Ernie and I went to the emergency room with my father on Thursday after he fell in the nursing home. His head was fine but we found that he was in kidney failure. We knew this was coming but the quickness of it all was a shock. They told us it was a matter of days. He went back to the nursing home and was put into hospice care.
In hindsight I am glad we had that warning as otherwise it would have been even more of a shock. I took my mother over that afternoon. He wasn’t really responsive but he did reach out and hold her hand. Ernie brought the boys over to say good bye to him. I called the church and a priest visited him for last rites.
We couldn’t decide whether or not to go ahead with Ernie’s surgery but in the end we did. So Friday morning I took Ernie to surgery. My dear friend Gisela sat with me during the surgery and the recovery. I am so glad she was there. My parents’ homecare worker (who has been wonderful) took my mother over to the nursing home. My mother told my father she loved him, told him good bye and told him it was o.k. to go. They left and two hours later my father died.
I got a call when I was in post-op with Ernie. My cell phone cut out and I frantically tried to call back. I called my mother’s number and it was busy. I finally got through to the nursing home and they told me he had gone. Gisela held me.
I left and went to my mother’s. Bob came and picked up Ernie and brought him home, picked up the boys and stayed until I got there.
I can’t really mourn the man who was in the nursing home. He would never have found peace or happiness there. I mourn the father of my past though.
My sister Debbie will get here this morning. My sister Judi will probably not make it—-she is still too weak. She’s struggling because she wants to be here but she is here in spirit as always.
We weren’t well-prepared for this.
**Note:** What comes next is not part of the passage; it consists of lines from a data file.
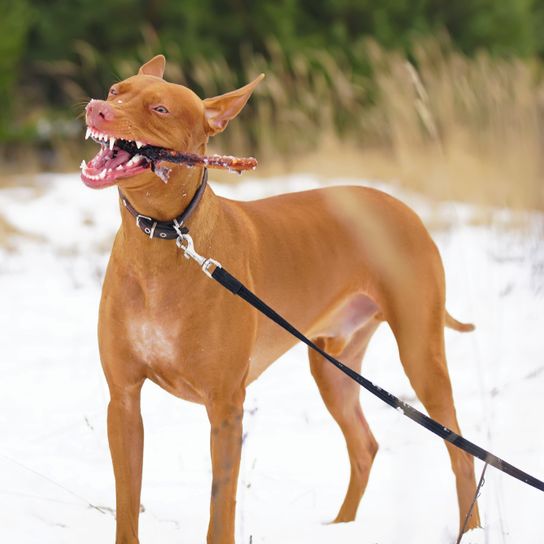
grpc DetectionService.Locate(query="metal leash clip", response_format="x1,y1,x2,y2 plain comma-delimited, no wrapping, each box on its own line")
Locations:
176,233,221,278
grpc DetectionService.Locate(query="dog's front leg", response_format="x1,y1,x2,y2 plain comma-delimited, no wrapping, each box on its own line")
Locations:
107,386,144,544
206,390,245,544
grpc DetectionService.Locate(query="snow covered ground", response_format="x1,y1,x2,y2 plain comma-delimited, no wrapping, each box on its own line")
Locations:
0,172,543,543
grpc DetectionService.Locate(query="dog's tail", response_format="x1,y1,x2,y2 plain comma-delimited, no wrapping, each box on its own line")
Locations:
445,311,475,332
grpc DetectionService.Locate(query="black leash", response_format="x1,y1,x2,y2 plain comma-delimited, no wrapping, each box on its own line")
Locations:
456,462,488,543
208,265,544,493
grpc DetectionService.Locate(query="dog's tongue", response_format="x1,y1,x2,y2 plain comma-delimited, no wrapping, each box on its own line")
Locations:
90,148,131,171
82,145,151,189
107,149,132,170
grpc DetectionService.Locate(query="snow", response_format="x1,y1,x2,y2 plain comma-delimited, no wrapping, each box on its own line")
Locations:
0,173,543,543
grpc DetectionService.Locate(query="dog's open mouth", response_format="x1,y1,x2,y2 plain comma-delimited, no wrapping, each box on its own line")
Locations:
80,127,157,189
81,125,259,189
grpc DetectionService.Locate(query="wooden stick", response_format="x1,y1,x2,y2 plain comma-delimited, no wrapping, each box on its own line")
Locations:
143,147,258,174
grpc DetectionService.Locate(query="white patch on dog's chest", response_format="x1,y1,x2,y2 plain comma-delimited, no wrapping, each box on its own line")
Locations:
126,318,179,366
125,318,204,403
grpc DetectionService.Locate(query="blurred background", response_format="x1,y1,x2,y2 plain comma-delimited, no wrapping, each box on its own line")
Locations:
2,0,544,208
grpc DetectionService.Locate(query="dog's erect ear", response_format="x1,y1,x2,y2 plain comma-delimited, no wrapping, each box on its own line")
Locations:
138,55,166,78
203,74,265,135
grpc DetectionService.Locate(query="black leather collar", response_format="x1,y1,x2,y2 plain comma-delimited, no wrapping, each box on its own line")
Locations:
118,168,208,240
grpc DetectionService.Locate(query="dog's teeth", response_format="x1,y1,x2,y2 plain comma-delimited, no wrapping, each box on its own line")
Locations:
116,165,123,171
85,128,91,140
135,141,144,149
127,154,142,167
99,170,106,179
80,160,86,170
109,137,116,150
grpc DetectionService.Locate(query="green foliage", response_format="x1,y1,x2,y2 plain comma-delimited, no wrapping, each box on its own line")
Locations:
428,0,536,56
0,0,32,138
3,0,544,147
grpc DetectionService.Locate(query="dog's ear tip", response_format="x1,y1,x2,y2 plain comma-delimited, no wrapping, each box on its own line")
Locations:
138,55,166,78
203,74,265,135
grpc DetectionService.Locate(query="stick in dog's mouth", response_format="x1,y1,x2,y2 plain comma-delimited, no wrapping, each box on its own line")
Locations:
80,126,258,189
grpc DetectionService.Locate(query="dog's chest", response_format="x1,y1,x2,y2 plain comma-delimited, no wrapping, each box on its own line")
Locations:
125,317,204,402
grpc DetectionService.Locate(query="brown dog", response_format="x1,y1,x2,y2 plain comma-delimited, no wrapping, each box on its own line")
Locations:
82,55,480,543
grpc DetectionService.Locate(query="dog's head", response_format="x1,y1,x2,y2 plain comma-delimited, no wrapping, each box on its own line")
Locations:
81,55,263,189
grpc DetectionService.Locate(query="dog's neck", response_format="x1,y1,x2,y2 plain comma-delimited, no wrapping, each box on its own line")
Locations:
116,164,221,273
120,164,207,221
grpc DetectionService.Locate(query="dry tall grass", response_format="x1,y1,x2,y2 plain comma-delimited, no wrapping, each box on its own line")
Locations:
362,38,544,210
103,37,544,209
6,37,544,210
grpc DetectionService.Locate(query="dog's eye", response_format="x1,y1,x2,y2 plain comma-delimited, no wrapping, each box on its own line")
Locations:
109,87,119,96
153,105,169,114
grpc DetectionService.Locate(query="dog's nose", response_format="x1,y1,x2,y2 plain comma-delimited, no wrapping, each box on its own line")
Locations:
86,99,115,127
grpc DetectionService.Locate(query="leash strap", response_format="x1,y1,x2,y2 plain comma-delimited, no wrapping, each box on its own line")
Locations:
456,462,488,543
118,168,208,240
209,264,544,493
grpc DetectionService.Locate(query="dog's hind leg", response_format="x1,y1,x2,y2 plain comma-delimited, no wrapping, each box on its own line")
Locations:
385,294,481,533
308,318,381,523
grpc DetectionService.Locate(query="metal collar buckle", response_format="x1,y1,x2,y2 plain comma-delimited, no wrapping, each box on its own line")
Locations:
136,214,158,238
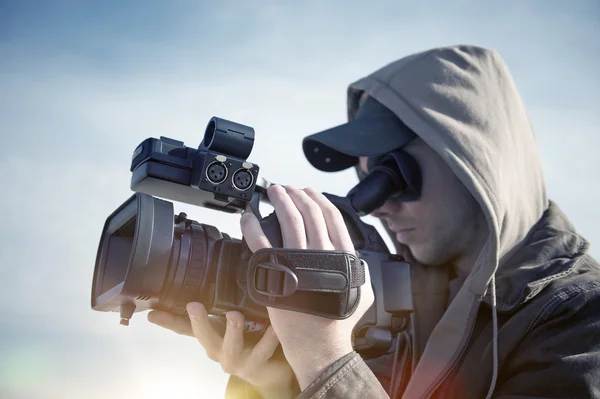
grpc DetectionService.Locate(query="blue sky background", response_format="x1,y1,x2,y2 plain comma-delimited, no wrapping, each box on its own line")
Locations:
1,1,599,398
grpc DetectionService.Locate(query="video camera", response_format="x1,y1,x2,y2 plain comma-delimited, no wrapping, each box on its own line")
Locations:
91,116,415,356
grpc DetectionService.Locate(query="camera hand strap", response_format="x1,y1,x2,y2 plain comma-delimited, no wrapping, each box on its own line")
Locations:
246,248,366,319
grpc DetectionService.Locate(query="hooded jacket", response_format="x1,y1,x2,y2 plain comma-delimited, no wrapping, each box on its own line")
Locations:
225,45,600,398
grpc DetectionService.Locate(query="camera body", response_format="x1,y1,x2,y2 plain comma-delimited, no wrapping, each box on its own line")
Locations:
92,116,414,357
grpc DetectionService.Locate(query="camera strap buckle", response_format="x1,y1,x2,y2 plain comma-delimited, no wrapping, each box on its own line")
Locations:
254,261,299,297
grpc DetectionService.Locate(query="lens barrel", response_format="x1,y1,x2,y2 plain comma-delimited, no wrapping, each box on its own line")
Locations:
92,193,229,323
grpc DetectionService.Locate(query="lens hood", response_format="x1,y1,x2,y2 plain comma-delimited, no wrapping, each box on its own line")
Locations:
91,193,174,320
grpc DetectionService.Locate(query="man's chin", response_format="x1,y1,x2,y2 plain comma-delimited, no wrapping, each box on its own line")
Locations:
397,244,445,268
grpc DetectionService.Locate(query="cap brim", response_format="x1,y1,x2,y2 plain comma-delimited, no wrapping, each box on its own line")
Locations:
303,98,416,172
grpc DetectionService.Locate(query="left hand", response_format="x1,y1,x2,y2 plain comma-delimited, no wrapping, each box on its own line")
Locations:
148,303,297,398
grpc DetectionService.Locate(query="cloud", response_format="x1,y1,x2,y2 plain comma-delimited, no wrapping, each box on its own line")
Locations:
0,1,598,397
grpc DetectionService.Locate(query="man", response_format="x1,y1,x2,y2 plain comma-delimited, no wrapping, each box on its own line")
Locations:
148,45,600,398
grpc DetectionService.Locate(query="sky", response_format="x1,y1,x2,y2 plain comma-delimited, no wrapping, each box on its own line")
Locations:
1,1,599,398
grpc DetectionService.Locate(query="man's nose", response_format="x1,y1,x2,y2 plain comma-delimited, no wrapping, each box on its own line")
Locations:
370,207,385,218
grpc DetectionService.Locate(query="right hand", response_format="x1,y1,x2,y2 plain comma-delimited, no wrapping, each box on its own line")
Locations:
239,185,375,390
148,306,297,398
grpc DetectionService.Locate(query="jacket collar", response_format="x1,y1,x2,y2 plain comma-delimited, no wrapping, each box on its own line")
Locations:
484,201,589,312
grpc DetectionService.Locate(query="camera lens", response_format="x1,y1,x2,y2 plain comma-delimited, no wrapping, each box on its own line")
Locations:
92,193,224,318
159,221,224,314
98,217,135,297
92,193,174,314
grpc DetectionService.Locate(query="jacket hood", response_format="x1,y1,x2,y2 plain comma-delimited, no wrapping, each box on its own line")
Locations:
347,45,549,397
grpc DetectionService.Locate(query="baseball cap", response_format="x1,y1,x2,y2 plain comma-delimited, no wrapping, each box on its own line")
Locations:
303,96,416,172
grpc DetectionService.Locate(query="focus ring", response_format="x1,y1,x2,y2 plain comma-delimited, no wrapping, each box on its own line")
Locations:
171,223,208,313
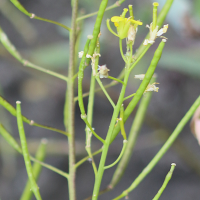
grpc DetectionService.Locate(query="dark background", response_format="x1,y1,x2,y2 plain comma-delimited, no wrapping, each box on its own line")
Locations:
0,0,200,199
Should have been….but we weren’t. Ernie and I will go to the cemetery later today and pick out the plot. Mom decided to use the cemetery that Ernie’s parents are in. That way Ernie and the boys and I can go out there and have all our parents there. It’s out in the country. I think my father would like it.
I’m waiting for someone from the church to call back. Once we get things set with that I’ll feel better. Looks like things will probably be Wednesday or Thursday.
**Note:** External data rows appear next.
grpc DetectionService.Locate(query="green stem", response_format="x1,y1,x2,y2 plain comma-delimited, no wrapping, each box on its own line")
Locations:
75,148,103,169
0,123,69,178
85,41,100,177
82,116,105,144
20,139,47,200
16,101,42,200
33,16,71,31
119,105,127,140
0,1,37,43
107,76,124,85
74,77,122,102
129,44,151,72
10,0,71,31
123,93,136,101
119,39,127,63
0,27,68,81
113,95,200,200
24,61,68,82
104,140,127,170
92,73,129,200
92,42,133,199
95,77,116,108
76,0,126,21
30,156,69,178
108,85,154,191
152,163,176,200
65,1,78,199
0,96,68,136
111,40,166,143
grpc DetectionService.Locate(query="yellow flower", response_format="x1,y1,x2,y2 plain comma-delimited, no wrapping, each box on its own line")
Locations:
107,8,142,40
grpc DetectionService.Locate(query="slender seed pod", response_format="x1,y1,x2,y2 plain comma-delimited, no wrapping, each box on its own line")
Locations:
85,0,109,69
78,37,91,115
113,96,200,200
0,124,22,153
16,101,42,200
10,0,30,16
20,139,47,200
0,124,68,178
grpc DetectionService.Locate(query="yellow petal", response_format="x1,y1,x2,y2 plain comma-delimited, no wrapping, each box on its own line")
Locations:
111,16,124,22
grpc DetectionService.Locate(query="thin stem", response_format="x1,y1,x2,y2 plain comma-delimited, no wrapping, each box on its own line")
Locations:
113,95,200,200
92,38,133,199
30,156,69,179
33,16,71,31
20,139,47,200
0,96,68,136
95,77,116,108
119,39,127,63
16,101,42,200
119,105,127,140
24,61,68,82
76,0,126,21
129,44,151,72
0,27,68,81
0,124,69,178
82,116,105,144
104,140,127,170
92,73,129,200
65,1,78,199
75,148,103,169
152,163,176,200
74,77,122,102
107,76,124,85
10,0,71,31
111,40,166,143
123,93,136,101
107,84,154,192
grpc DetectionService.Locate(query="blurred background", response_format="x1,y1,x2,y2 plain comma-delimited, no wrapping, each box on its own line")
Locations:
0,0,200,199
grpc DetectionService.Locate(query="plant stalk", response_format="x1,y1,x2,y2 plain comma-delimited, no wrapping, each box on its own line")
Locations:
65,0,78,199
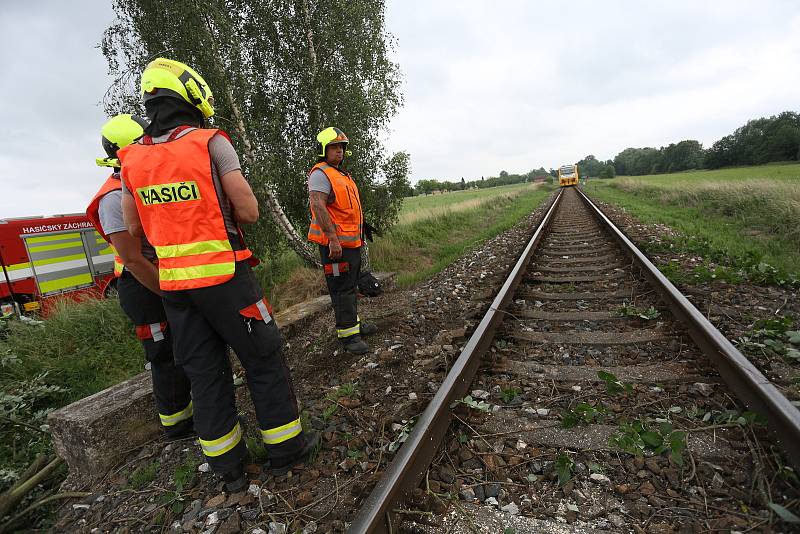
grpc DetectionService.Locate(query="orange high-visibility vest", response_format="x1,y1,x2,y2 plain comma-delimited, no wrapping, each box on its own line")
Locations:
307,162,363,248
119,128,252,290
86,174,125,277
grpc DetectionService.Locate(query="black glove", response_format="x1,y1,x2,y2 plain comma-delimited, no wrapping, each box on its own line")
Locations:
364,221,382,242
I’m working on his obituary. I’ll post it here when I’m done.
oh, and Ernie is doing well. He still has some pain of course and I can’t wait until I can give him a true hug but he’s doing well. He’s up and around and easing off the pain pills—-trying to keep the cats and the boys away from his stomach….. I don’t know what I’d do without him at the best of times much less times like these.
Thanks for filling in the details. I’m so relieved to know that you were all able to prepare to some degree. From my experiences with the loss of my mother and my pets, I think nature prepares us to let go through this final waning phase of a life. It only makes it a micro increment easier though. Take care. Kathleen
“Not as prepared….”
NOBODY IS. You can prepare and prepare and prepare and know it’s coming, but … what can i say? My heart is heavy and with you at this time. NOTHING prepares you for this.